We see these biases played out most every day in the financial news; the wall of negative sentiment that’s been pitched up against record-breaking major stock market indexes for over eight years, assumptions about Brexit without an ounce of evidence to support a conclusion one way or the other, Donald Trump (steady now) vilified as ignorant and incompetent while America’s economy thrives.
These things are downright irrational. They make no sense. But the consensus holds sway because we love to agree with people who agree with us.
And when you set out to find evidence or an opinion that confirms a belief you already have, you’re damn sure going to find it…somewhere.
How well you control your biases can make or break an investment strategy.
John Maynard Keynes, considered the father of modern economics, attributed those irrational choices to what he called “animal spirits.”

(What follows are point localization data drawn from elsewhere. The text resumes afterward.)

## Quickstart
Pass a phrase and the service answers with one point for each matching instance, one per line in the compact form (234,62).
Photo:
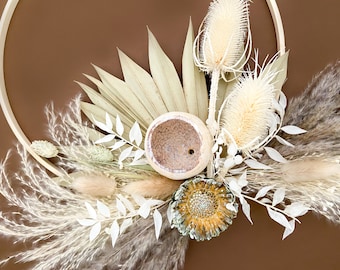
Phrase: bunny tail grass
(47,215)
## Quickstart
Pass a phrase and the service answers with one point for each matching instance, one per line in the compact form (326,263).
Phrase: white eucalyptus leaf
(273,123)
(229,163)
(105,139)
(92,212)
(277,107)
(114,232)
(283,100)
(157,219)
(108,121)
(296,209)
(125,154)
(231,207)
(278,196)
(125,224)
(95,231)
(138,154)
(246,209)
(263,192)
(256,165)
(140,200)
(242,181)
(135,134)
(102,126)
(235,188)
(139,162)
(87,222)
(275,155)
(119,126)
(293,130)
(169,214)
(103,209)
(117,145)
(266,200)
(278,217)
(283,141)
(144,210)
(129,206)
(289,231)
(121,207)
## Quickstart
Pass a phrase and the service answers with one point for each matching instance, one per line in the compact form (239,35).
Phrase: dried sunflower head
(202,208)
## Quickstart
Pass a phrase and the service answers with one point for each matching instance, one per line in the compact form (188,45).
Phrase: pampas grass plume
(223,34)
(94,185)
(154,186)
(310,170)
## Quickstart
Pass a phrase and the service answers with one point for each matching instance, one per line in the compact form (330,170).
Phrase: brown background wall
(51,43)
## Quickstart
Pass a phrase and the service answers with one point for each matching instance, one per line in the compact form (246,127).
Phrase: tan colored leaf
(94,112)
(165,76)
(128,98)
(143,85)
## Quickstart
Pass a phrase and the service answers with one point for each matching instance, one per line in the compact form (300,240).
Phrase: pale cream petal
(166,78)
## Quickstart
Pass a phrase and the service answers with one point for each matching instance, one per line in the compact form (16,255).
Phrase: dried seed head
(203,208)
(249,112)
(220,44)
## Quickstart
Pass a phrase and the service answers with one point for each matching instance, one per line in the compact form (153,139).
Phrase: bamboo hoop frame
(5,103)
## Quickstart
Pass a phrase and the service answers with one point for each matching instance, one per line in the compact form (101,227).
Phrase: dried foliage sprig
(109,199)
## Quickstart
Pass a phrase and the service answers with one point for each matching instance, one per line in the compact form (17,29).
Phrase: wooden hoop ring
(6,106)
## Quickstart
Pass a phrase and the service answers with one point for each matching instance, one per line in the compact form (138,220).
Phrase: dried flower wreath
(160,160)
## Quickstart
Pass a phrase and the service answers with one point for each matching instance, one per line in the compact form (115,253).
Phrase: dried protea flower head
(220,43)
(202,208)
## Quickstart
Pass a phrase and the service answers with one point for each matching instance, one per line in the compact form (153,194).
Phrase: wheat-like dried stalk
(312,174)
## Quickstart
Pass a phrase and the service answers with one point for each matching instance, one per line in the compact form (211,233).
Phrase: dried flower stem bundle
(248,111)
(220,46)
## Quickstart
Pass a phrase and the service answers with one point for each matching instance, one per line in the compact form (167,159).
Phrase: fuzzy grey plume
(138,249)
(48,216)
(312,174)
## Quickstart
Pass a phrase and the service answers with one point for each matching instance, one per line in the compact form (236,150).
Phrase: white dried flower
(248,112)
(44,148)
(99,153)
(220,44)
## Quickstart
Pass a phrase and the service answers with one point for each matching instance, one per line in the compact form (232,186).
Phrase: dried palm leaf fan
(158,148)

Sure, blame it on the dog!
Remember though that Keynes’s second major legacy is the notion that governments can and should prevent depressions.
Good luck with that.
Right now one of the biggest confirmation biases going is about the stock market. Folks are convinced that it’s just about to fall from its lofty record-setting perch.
In fact, investors en masse have been convinced that a ‘market top’ has been imminent since March 2009, when the recession turned into a recovery.
Folks are both right and wrong about this. History tells us that there’s going to be a market top at some point in the future. That’s the way the markets have always worked.
It’s also how long-term investors grow wealth – by staying invested.
But the bias that’s hurting them – keeping them from eight years (so far) of compounded interest returns – is the one that’s kept them out of the markets all that time.
And those are the types of animal spirits that come back to bite you at retirement.